Friday, December 11, 2009

Growing and growing



I'm 28 weeks tomorrow. My belly is growing and growing and growing. Some people see me and say I'm huge, others say I'm just right and others say I'm still small. So? Who knows. I think I'm just me. It's a little uncomfortable to sleep and to get up in my truck, but otherwise I feel fine.

I don't have diabetes, which is great. My iron is a bit lower so they asked me to take iron supplements. I hope it doesn't constipate me cause I go potty just fine right now.

The baby moves all the time and I felt her have the hiccups the other night. Pretty cool. I wonder more and more who she will look like and what her personality will be like. We pray for her all the time and ask God to bless us with wisdom. Sean reads psalms to us at night, which is nice. Most of the times I fall asleep, but I hope she's still listening.

We pretty much have all our big baby items. Ana's boss has become our fairy godmother and blessed us with a crib, carrier, strollers and various other awesome things. I do need to register soon for all the numerous other things a baby needs.

We really could not ask for more. God is good all the time.


Friday, October 23, 2009

Baby bump



This is a really horrible shot, but I have no really good ones. I'm 21 weeks and EVERYONE says I don't look it. I can still wear some of my clothes. Hey, at least my butt's not growing. She moves a lot and kicks my hand.

And Heeere's Oprah



Went to the fair with Ana, Michelle and Raquel on the next to the last Sunday and we saw Oprah and Gayle. She passed by right where we were and stopped to shake Raquel's hand. Raquel was so tired and wanted to pee and had no idea who Oprah was. I also fed my unborn child some cotton candy, fried peaches, tornator tators and funnel cake. Oh, my!


This is right after she leaned down to hold Raquel. Gayle was by us longer and I got more shots of her. She has big teeth.

Saturday, October 10, 2009

The Busby's are having a girl.



We had our sono on Friday and they told us that they're 99.9% sure it's a girl. She was moving all over the place and I didn't feel anything. She was sucking her thumb at one point, but we couldn't get that part on the video. I felt her move today and Sean keeps trying to feel it, but she stops.

I feel much better now. I still wake up at night with stomach pain due to gases, but it's not so bad. Anything is an improvement from before. I had to have a root canal last week and two cavities fixed. All the acidity and eating every hour for a month didn't help. I also don't drink milk and eat little dairy. I started taking some cal-mag that a friend suggested, so hopefully that will help.


This is my favorite shot. Her little hand kepted moving in and out of sight...like she was saying hello.

Thursday, September 10, 2009

How Gross!

I watched some videos on birthing the other day and made Sean sit and watch them with me - one on birth with epidural, one natural and a c-section. I'm sorry, but non of that is natural. It's all very gross and we don't plan on watching anything again. I understand why it's the miracle of life and all that, but good grief, can't they find another way of delivering. I kept telling Sean it all looked inhumane and undignified. Ewwwww!
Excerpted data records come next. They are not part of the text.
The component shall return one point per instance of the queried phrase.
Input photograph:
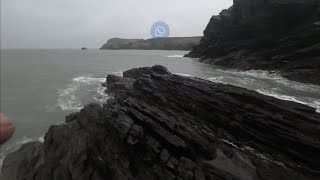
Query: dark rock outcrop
(170, 43)
(164, 126)
(279, 35)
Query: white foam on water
(182, 74)
(68, 100)
(175, 56)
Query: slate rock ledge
(164, 126)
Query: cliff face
(171, 43)
(279, 35)
(161, 126)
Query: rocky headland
(170, 43)
(163, 126)
(281, 35)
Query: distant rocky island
(282, 35)
(170, 43)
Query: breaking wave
(175, 56)
(83, 90)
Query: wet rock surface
(163, 126)
(268, 35)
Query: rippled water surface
(40, 87)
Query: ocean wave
(82, 90)
(182, 74)
(175, 56)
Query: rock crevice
(159, 125)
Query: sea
(40, 87)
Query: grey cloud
(76, 23)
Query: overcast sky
(90, 23)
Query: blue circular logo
(160, 30)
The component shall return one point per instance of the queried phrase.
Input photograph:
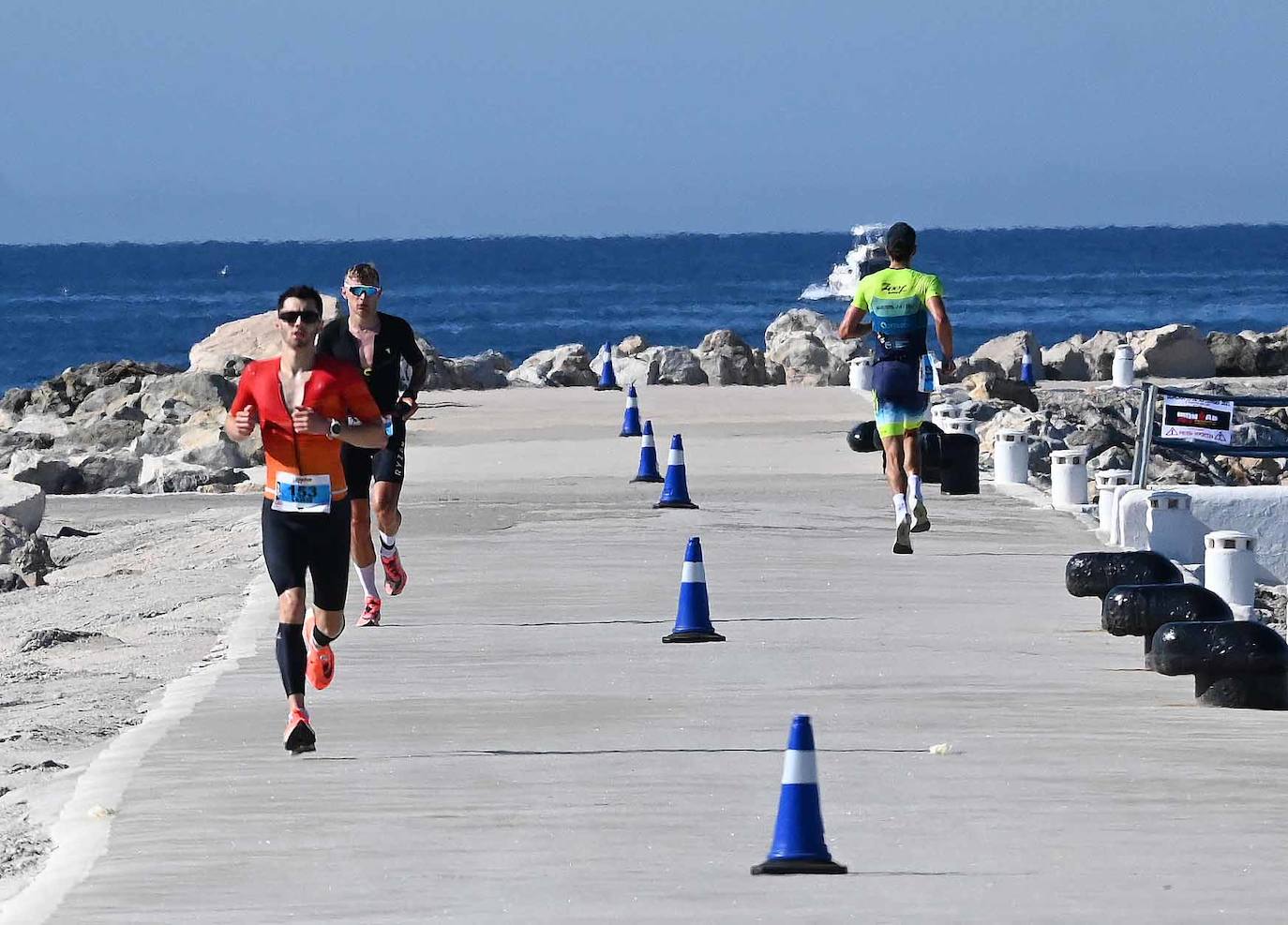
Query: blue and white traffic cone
(675, 491)
(799, 846)
(631, 420)
(1026, 375)
(648, 457)
(693, 616)
(607, 378)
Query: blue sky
(240, 120)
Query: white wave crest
(816, 291)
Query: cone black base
(693, 636)
(801, 866)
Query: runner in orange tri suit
(302, 403)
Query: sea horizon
(520, 294)
(634, 236)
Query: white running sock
(367, 576)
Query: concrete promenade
(516, 742)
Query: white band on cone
(799, 767)
(693, 573)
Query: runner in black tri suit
(378, 344)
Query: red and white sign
(1197, 419)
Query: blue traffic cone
(693, 618)
(675, 492)
(631, 420)
(648, 457)
(799, 845)
(607, 378)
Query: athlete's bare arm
(366, 436)
(241, 425)
(853, 325)
(419, 374)
(943, 330)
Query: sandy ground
(516, 742)
(141, 599)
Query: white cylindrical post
(957, 425)
(1011, 457)
(1105, 499)
(1116, 529)
(1168, 525)
(861, 374)
(1068, 480)
(1125, 366)
(1230, 568)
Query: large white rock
(806, 361)
(1099, 353)
(255, 336)
(1008, 351)
(1174, 351)
(104, 470)
(176, 398)
(727, 360)
(677, 366)
(804, 343)
(564, 365)
(41, 424)
(22, 502)
(800, 320)
(55, 475)
(1067, 360)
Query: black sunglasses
(309, 317)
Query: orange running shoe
(299, 735)
(396, 578)
(320, 667)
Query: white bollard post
(957, 425)
(1068, 480)
(1125, 366)
(1116, 530)
(1230, 568)
(1168, 526)
(1106, 504)
(1011, 457)
(861, 374)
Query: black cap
(901, 238)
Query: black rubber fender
(1094, 574)
(1140, 609)
(863, 439)
(1236, 664)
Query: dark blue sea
(69, 305)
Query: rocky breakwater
(801, 348)
(123, 426)
(1102, 422)
(24, 558)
After much prayer I've decided not to stress about the whole process and method. I will feel confident that I have done all I can to bring a healthy human into the world and rest in God's grace. I will stand the pain as long as I can and if I need an epidural - I'll take it. I don't plan on taking anything else and am so glad I have a doctor that is very understanding of my wants and preferences. Many woman would not agree with me but praise God for medical knowledge. I know that woman were made for giving birth, but many also died giving birth that could be saved now.

Monday, September 7, 2009

Oh, Baby!!

So, I'm 15 weeks pregnant. I figured I might as well start blogging about this mess called pregnancy. I know, it's a beautiful thing and all that. So far it hasn't been that beautiful for me. Sometimes I feel guilty because I can't seem to connect with my baby. How can I? I've been in pain since my fourth week and things haven't stopped. I dealt with an ulcer for about a month and had to take eight pills a day to heal it. I have pain everyday and pain at night. I wake up with stomach pain and painful gases. I can't brush my teeth without gagging.

Right now I feel great pressure in my chest and a dull pain in my stomach. To top it off, I'm starting to experience TMJ pain brought on by the pregnancy. I've also started dealing with my seasonal allergies that keep me up. They usually last about 3 months. I'm no wuss when it comes to pain, but I'm tired. I was ready for the normal pregnancy issues, but not for this. I'm also told that things won't get any better. Great. I will pray and pray and pray.

Sean has been great - beyond great. Amazing. In the last 3 months I've cooked about 5 meals and have spent much time on the couch or crying. He's never complained and does all he can to help me. He's been an amazing husband and support.

I have my 4 month check up of Friday.